Obama's Loan Modification Plan: 7 Things You Need to Know

The White House releases fresh details on its plan to save the housing market.


5. Net present value: To determine if a particular mortgage will be modified, the servicer will perform a so-called net present value test. The test compares the expected cash flow that the loan would generate if it is modified with the expected cash flow it would generate if it isn't. If the modified loan is expected to produce more cash flow for the mortgage holder, the servicer is to restructure the loan. Howard Glaser, a mortgage industry consultant and a U.S. Department of Housing and Urban Development official during the Clinton administration, called this component of the plan "clever," arguing that it would work to ensure broad participation. "When you apply the formula, the loans that are modified are the ones that are in the best economic interest of the investors to modify," Glaser says. "The federal subsidy for the payment on the modification…tips the scale toward modification as a better deal for the investor."
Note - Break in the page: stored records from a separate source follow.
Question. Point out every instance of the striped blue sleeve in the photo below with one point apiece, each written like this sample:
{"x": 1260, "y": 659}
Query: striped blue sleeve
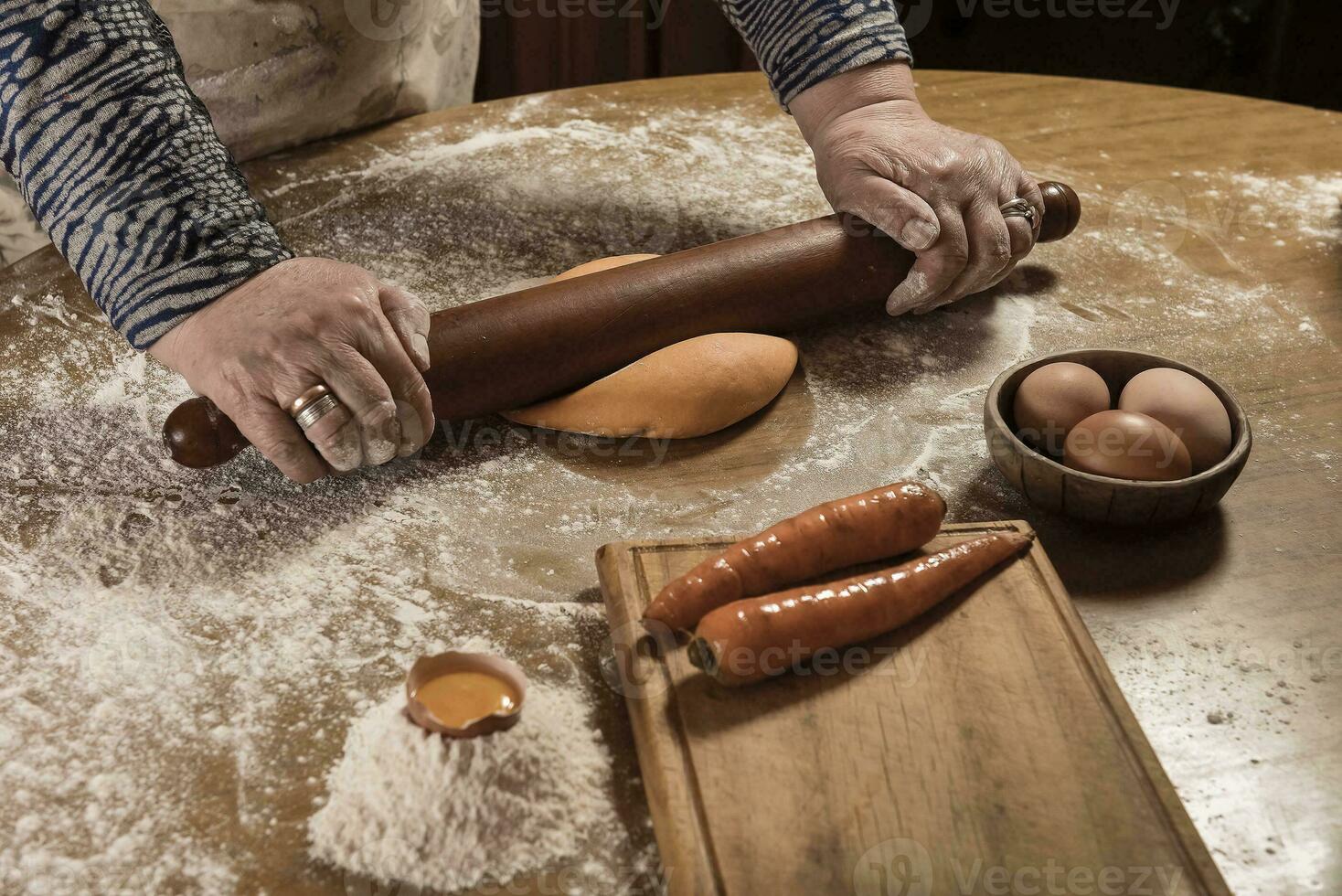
{"x": 800, "y": 43}
{"x": 121, "y": 165}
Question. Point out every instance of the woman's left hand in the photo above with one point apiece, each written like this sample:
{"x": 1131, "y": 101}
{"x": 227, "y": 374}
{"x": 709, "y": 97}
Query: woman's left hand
{"x": 934, "y": 189}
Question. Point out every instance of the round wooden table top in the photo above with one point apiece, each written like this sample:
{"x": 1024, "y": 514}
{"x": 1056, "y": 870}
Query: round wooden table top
{"x": 184, "y": 652}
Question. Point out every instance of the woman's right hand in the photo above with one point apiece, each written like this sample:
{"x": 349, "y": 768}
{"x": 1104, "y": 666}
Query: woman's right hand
{"x": 307, "y": 322}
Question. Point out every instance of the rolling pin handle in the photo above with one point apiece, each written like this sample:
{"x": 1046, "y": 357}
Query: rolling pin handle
{"x": 198, "y": 435}
{"x": 1061, "y": 211}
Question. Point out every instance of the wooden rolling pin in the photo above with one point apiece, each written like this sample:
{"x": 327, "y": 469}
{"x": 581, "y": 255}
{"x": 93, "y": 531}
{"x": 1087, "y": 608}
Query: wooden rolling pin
{"x": 516, "y": 349}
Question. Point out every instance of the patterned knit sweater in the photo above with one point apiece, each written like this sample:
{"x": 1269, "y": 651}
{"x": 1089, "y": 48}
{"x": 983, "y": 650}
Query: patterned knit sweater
{"x": 122, "y": 168}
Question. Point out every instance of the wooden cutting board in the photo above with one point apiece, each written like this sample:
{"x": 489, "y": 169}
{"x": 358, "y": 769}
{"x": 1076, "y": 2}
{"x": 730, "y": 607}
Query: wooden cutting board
{"x": 983, "y": 749}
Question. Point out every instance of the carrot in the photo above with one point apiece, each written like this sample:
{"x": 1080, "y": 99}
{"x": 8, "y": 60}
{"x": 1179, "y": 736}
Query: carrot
{"x": 753, "y": 639}
{"x": 860, "y": 528}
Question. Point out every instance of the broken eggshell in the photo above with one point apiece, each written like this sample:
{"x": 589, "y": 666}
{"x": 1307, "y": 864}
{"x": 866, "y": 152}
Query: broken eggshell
{"x": 432, "y": 667}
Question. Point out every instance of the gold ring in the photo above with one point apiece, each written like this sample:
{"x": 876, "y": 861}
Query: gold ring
{"x": 313, "y": 395}
{"x": 309, "y": 416}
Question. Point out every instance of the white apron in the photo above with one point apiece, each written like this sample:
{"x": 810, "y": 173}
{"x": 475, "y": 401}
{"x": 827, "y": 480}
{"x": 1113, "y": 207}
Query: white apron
{"x": 277, "y": 74}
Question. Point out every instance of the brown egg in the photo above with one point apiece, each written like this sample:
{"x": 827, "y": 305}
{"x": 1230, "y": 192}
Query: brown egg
{"x": 1054, "y": 399}
{"x": 1126, "y": 445}
{"x": 1187, "y": 405}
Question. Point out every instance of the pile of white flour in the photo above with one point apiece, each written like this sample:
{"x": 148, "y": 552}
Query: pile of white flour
{"x": 412, "y": 807}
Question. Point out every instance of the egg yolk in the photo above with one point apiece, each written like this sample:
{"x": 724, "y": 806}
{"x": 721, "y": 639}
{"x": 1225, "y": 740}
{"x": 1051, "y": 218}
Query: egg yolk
{"x": 456, "y": 699}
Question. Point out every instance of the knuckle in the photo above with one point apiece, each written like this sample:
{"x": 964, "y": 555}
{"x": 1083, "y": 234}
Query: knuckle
{"x": 378, "y": 413}
{"x": 283, "y": 453}
{"x": 412, "y": 388}
{"x": 955, "y": 255}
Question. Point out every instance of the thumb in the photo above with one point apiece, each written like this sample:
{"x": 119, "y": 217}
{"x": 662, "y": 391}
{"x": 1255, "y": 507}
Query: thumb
{"x": 900, "y": 213}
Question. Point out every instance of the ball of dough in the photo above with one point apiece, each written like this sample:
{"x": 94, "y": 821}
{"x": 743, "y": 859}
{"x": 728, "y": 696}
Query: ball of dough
{"x": 687, "y": 389}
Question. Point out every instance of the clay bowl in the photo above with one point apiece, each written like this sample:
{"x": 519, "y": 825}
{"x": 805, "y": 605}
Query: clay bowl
{"x": 431, "y": 667}
{"x": 1051, "y": 485}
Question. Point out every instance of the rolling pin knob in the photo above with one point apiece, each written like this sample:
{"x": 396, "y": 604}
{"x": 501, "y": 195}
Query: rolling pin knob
{"x": 198, "y": 435}
{"x": 1061, "y": 211}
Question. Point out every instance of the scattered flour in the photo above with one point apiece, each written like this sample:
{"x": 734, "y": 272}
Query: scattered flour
{"x": 184, "y": 651}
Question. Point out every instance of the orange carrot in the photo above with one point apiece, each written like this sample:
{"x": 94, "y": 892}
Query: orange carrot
{"x": 860, "y": 528}
{"x": 753, "y": 639}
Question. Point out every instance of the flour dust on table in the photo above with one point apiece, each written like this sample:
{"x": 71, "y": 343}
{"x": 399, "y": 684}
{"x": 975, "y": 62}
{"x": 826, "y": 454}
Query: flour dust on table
{"x": 192, "y": 649}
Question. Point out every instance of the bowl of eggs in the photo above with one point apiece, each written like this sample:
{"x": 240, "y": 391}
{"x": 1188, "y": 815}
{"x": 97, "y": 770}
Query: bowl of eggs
{"x": 1115, "y": 436}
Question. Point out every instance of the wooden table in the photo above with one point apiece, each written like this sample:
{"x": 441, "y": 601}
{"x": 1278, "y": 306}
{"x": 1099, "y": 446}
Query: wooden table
{"x": 1210, "y": 235}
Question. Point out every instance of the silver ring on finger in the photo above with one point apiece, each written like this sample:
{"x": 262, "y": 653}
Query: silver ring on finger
{"x": 1020, "y": 208}
{"x": 310, "y": 407}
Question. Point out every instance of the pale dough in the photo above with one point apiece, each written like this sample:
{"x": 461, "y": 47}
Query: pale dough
{"x": 687, "y": 389}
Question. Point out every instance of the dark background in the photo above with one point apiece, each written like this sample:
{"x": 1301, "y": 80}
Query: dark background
{"x": 1282, "y": 50}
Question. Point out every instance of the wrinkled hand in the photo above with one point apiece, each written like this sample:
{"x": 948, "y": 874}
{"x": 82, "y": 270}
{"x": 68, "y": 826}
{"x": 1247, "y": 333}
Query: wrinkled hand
{"x": 304, "y": 322}
{"x": 934, "y": 189}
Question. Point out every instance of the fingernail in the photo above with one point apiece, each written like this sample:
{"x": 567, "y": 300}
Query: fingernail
{"x": 421, "y": 344}
{"x": 412, "y": 432}
{"x": 908, "y": 294}
{"x": 918, "y": 235}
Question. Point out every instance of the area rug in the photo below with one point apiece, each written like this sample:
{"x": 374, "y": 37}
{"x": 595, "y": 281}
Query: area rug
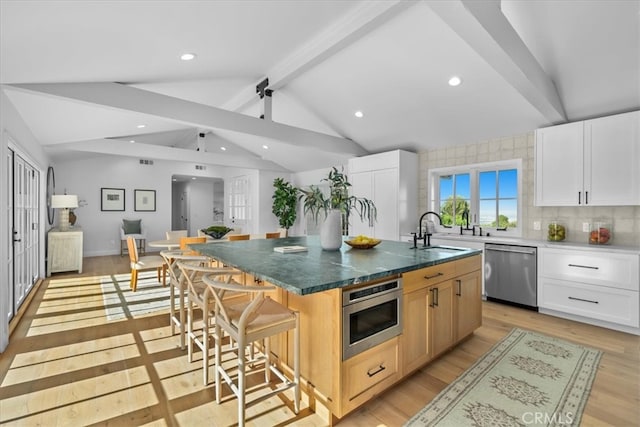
{"x": 526, "y": 379}
{"x": 120, "y": 302}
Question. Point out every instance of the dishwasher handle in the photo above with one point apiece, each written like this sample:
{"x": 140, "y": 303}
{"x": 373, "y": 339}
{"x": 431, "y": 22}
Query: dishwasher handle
{"x": 510, "y": 249}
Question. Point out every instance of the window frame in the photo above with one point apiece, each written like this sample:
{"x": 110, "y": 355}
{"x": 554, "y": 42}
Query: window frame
{"x": 474, "y": 169}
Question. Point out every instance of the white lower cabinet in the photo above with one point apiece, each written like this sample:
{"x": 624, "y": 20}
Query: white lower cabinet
{"x": 600, "y": 287}
{"x": 64, "y": 251}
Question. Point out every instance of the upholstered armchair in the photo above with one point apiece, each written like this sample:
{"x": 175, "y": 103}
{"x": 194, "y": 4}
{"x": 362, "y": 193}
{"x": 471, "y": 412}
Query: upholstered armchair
{"x": 132, "y": 228}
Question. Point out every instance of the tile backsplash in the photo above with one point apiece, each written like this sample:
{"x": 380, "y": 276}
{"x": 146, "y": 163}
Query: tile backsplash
{"x": 625, "y": 220}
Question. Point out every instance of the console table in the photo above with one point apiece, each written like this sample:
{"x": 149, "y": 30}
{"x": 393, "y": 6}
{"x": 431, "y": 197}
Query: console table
{"x": 64, "y": 250}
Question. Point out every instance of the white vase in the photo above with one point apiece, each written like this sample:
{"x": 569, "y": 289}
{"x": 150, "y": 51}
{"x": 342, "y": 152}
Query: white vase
{"x": 331, "y": 231}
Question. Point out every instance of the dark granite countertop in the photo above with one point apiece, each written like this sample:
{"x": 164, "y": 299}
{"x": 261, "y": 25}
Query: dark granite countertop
{"x": 317, "y": 270}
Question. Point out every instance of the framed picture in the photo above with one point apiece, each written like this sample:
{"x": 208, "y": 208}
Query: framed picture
{"x": 144, "y": 200}
{"x": 112, "y": 199}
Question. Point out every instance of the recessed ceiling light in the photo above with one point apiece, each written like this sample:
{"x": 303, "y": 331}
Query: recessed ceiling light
{"x": 455, "y": 81}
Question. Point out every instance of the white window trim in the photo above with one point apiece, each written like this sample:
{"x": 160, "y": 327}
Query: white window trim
{"x": 474, "y": 169}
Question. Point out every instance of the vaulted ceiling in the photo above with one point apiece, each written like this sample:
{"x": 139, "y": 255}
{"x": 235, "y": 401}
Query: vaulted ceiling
{"x": 85, "y": 74}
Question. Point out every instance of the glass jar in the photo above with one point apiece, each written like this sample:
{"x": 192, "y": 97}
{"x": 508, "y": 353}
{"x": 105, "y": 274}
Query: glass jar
{"x": 601, "y": 233}
{"x": 556, "y": 231}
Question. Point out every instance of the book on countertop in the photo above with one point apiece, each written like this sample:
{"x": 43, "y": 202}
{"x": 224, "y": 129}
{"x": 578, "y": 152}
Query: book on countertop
{"x": 290, "y": 249}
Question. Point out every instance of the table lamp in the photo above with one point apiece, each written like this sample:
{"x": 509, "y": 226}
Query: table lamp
{"x": 64, "y": 202}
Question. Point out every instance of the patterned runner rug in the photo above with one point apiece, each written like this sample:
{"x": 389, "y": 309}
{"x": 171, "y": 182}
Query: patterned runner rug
{"x": 526, "y": 379}
{"x": 120, "y": 302}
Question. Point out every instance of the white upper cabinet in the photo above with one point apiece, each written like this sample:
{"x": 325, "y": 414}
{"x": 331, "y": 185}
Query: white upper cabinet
{"x": 390, "y": 180}
{"x": 612, "y": 160}
{"x": 589, "y": 163}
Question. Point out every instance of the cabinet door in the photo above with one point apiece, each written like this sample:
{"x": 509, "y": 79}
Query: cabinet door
{"x": 415, "y": 347}
{"x": 381, "y": 186}
{"x": 612, "y": 160}
{"x": 361, "y": 186}
{"x": 559, "y": 165}
{"x": 468, "y": 304}
{"x": 440, "y": 317}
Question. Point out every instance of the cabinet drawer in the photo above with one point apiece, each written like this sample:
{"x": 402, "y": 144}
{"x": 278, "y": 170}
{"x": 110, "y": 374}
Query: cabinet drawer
{"x": 597, "y": 302}
{"x": 467, "y": 265}
{"x": 362, "y": 373}
{"x": 414, "y": 280}
{"x": 599, "y": 268}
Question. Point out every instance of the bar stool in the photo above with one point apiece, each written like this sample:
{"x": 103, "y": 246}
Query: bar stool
{"x": 245, "y": 323}
{"x": 177, "y": 284}
{"x": 192, "y": 273}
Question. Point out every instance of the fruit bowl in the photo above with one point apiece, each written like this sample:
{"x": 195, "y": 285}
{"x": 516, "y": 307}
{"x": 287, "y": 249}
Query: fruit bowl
{"x": 363, "y": 244}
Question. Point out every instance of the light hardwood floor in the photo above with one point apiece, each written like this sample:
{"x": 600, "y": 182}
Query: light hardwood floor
{"x": 67, "y": 365}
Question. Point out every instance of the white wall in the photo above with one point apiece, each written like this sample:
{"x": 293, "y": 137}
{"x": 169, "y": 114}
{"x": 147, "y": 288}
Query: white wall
{"x": 101, "y": 229}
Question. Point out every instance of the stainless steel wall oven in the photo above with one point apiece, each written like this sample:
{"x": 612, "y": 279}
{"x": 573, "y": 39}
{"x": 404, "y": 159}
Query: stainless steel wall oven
{"x": 371, "y": 315}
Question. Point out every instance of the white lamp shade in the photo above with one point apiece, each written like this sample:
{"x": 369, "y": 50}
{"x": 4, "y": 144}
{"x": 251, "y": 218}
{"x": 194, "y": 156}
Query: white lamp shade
{"x": 61, "y": 201}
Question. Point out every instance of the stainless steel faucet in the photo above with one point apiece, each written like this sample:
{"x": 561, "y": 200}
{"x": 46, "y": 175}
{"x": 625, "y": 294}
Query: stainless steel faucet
{"x": 427, "y": 236}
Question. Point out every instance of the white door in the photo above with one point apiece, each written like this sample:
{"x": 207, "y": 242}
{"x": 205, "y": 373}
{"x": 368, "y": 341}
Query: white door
{"x": 9, "y": 214}
{"x": 239, "y": 204}
{"x": 361, "y": 186}
{"x": 25, "y": 230}
{"x": 184, "y": 211}
{"x": 385, "y": 196}
{"x": 381, "y": 186}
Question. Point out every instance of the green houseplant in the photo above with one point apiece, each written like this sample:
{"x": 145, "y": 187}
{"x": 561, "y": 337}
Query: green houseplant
{"x": 338, "y": 200}
{"x": 285, "y": 203}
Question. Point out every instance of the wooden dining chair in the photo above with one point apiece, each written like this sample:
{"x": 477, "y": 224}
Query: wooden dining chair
{"x": 186, "y": 241}
{"x": 148, "y": 262}
{"x": 245, "y": 323}
{"x": 177, "y": 285}
{"x": 233, "y": 237}
{"x": 192, "y": 272}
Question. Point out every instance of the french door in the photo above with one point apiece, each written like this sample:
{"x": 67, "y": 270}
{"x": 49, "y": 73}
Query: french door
{"x": 239, "y": 204}
{"x": 23, "y": 214}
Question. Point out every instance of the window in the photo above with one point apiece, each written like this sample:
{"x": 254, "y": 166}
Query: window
{"x": 488, "y": 193}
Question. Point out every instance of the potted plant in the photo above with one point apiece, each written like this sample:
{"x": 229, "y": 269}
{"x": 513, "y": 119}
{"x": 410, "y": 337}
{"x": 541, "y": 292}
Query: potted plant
{"x": 285, "y": 203}
{"x": 336, "y": 206}
{"x": 217, "y": 231}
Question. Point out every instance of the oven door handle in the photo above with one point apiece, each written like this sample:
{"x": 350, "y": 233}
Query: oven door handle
{"x": 375, "y": 371}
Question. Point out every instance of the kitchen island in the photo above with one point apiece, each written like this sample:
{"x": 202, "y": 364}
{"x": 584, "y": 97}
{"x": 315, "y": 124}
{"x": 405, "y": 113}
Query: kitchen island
{"x": 439, "y": 304}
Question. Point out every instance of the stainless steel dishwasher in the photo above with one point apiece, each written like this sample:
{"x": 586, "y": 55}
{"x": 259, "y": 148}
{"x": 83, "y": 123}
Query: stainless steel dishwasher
{"x": 510, "y": 274}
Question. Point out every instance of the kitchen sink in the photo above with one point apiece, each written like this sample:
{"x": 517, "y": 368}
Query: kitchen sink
{"x": 442, "y": 249}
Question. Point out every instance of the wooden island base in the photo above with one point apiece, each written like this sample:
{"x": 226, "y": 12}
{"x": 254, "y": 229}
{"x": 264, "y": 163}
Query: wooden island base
{"x": 441, "y": 306}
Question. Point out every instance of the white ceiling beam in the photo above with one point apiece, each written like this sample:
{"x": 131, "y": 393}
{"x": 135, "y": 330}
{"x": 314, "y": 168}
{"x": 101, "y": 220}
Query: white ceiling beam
{"x": 362, "y": 20}
{"x": 485, "y": 28}
{"x": 120, "y": 96}
{"x": 156, "y": 152}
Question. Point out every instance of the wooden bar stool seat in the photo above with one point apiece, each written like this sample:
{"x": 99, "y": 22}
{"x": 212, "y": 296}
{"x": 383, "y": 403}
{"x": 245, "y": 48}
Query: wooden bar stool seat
{"x": 192, "y": 274}
{"x": 247, "y": 323}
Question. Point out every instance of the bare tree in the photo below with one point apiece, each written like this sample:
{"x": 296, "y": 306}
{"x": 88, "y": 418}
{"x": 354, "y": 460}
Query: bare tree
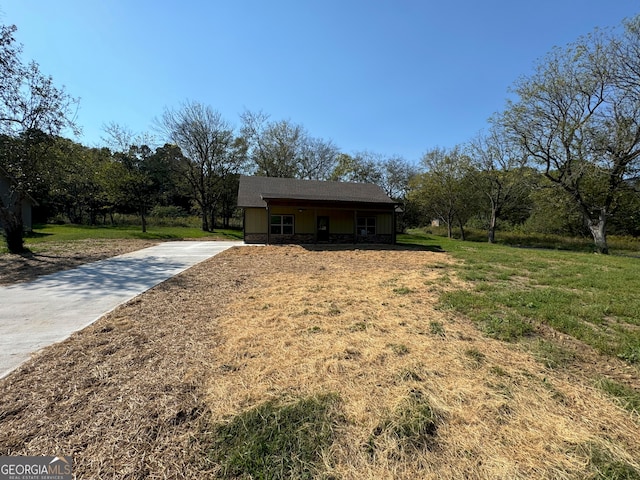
{"x": 212, "y": 152}
{"x": 275, "y": 147}
{"x": 30, "y": 104}
{"x": 500, "y": 174}
{"x": 576, "y": 119}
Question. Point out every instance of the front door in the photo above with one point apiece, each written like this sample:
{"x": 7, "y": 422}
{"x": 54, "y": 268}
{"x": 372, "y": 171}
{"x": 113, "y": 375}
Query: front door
{"x": 323, "y": 229}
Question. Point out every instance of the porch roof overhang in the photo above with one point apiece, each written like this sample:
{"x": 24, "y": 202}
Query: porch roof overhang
{"x": 309, "y": 202}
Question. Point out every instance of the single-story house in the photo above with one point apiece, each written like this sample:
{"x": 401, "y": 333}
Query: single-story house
{"x": 287, "y": 210}
{"x": 6, "y": 181}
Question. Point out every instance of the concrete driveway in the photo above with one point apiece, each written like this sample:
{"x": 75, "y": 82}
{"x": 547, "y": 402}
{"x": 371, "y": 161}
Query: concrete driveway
{"x": 49, "y": 309}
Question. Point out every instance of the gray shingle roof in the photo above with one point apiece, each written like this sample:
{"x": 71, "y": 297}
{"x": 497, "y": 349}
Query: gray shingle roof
{"x": 253, "y": 191}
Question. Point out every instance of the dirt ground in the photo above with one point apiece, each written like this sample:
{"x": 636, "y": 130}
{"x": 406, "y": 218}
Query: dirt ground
{"x": 52, "y": 257}
{"x": 133, "y": 395}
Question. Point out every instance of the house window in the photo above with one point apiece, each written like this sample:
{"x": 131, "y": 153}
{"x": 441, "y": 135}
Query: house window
{"x": 366, "y": 225}
{"x": 282, "y": 224}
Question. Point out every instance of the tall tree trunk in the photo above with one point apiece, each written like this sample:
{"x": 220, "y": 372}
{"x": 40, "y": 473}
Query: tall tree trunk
{"x": 11, "y": 222}
{"x": 462, "y": 235}
{"x": 13, "y": 232}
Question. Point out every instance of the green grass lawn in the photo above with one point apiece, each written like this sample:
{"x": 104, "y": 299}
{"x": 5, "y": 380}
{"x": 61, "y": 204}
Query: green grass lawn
{"x": 67, "y": 233}
{"x": 594, "y": 298}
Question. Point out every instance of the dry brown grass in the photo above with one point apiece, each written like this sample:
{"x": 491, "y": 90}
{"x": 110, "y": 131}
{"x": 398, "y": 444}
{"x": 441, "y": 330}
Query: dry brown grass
{"x": 52, "y": 257}
{"x": 131, "y": 395}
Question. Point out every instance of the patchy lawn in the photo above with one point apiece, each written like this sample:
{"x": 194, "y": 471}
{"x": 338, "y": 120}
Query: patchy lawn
{"x": 349, "y": 338}
{"x": 51, "y": 257}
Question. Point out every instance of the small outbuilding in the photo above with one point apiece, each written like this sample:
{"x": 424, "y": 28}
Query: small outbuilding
{"x": 287, "y": 210}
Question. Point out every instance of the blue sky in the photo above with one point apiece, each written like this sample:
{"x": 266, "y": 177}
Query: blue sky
{"x": 394, "y": 77}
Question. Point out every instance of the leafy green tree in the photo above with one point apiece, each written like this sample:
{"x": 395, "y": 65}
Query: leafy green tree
{"x": 500, "y": 175}
{"x": 30, "y": 105}
{"x": 444, "y": 191}
{"x": 578, "y": 119}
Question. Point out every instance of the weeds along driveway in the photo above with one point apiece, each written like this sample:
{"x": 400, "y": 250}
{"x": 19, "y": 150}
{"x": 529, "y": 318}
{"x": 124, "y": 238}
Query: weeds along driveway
{"x": 47, "y": 310}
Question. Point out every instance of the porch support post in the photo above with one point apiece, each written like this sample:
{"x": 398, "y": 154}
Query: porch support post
{"x": 268, "y": 223}
{"x": 315, "y": 224}
{"x": 393, "y": 225}
{"x": 355, "y": 226}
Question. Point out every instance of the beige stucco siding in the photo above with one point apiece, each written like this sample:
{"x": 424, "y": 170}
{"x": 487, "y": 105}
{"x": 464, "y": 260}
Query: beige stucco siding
{"x": 303, "y": 221}
{"x": 255, "y": 220}
{"x": 384, "y": 224}
{"x": 340, "y": 221}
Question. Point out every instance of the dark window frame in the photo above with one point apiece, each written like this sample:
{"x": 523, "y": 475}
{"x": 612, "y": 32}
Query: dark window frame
{"x": 282, "y": 226}
{"x": 366, "y": 225}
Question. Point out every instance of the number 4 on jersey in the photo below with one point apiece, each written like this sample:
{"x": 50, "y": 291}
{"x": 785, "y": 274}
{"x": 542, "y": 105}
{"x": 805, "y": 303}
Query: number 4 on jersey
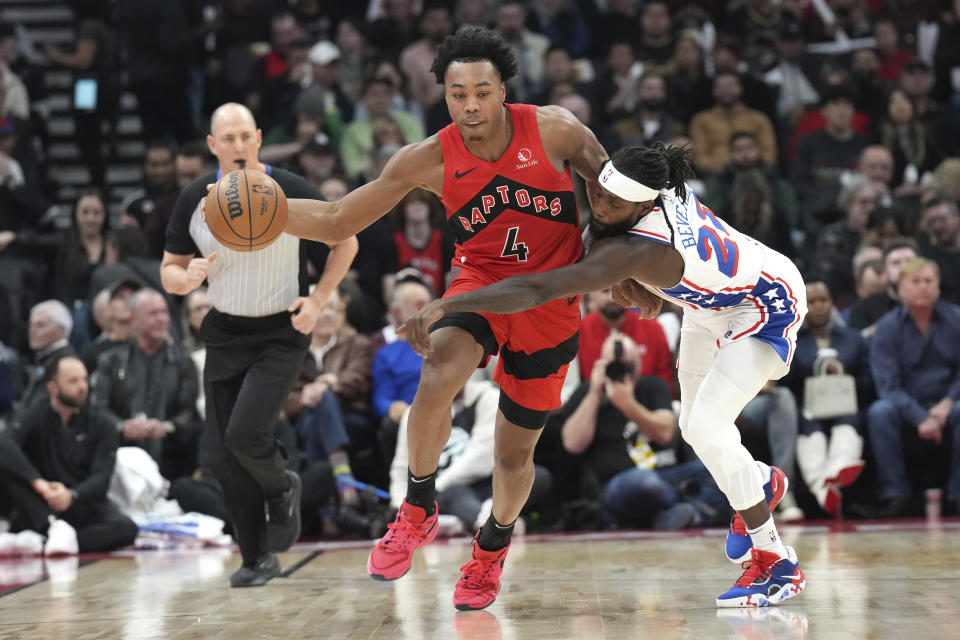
{"x": 513, "y": 248}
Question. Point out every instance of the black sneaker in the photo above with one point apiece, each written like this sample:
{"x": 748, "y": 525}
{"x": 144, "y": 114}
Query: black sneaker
{"x": 265, "y": 569}
{"x": 283, "y": 516}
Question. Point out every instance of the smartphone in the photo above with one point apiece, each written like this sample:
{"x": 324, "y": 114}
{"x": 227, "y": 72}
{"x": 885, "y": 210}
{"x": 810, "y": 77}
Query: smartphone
{"x": 85, "y": 94}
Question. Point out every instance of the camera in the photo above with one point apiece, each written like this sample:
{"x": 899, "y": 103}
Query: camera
{"x": 617, "y": 369}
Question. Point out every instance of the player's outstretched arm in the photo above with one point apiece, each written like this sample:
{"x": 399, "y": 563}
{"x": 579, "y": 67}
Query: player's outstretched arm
{"x": 566, "y": 137}
{"x": 608, "y": 262}
{"x": 415, "y": 165}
6. Second liens: The Obama plan also addresses the issue of second liens—such as home equity loans or home equity lines of credit—by offering incentives to extinguish them. But key details on this component of the plan remained unclear. "Distinguishing the second lien is really important," Green says. "[But] exactly how they are going to convince the second lien holder to do this is not clear to me at all."

7. Will it work? Moody argues that while the plan may reduce foreclosures for primary residences, it could lead to a spike in defaults for another group of homeowners. Although he supports the administration's efforts to focus the initiative on primary residences, Moody notes that "it could be the case that a lot of [real estate speculators] have been just hanging on waiting to see exactly what the details are of this [plan]," Moody says. Now that it's clear the Obama plan leaves speculators out, "we could actually see a spike in foreclosures or at least mortgage defaults among this group."

Glaser, meanwhile, worries that lenders may soon be overwhelmed by inquiries from homeowners looking to participate. "Starting today, millions of borrowers are going to start to call their lenders to see whether or not they are eligible," he said. "And I'm not sure that the financial services industry has the capacity to handle these inquiries."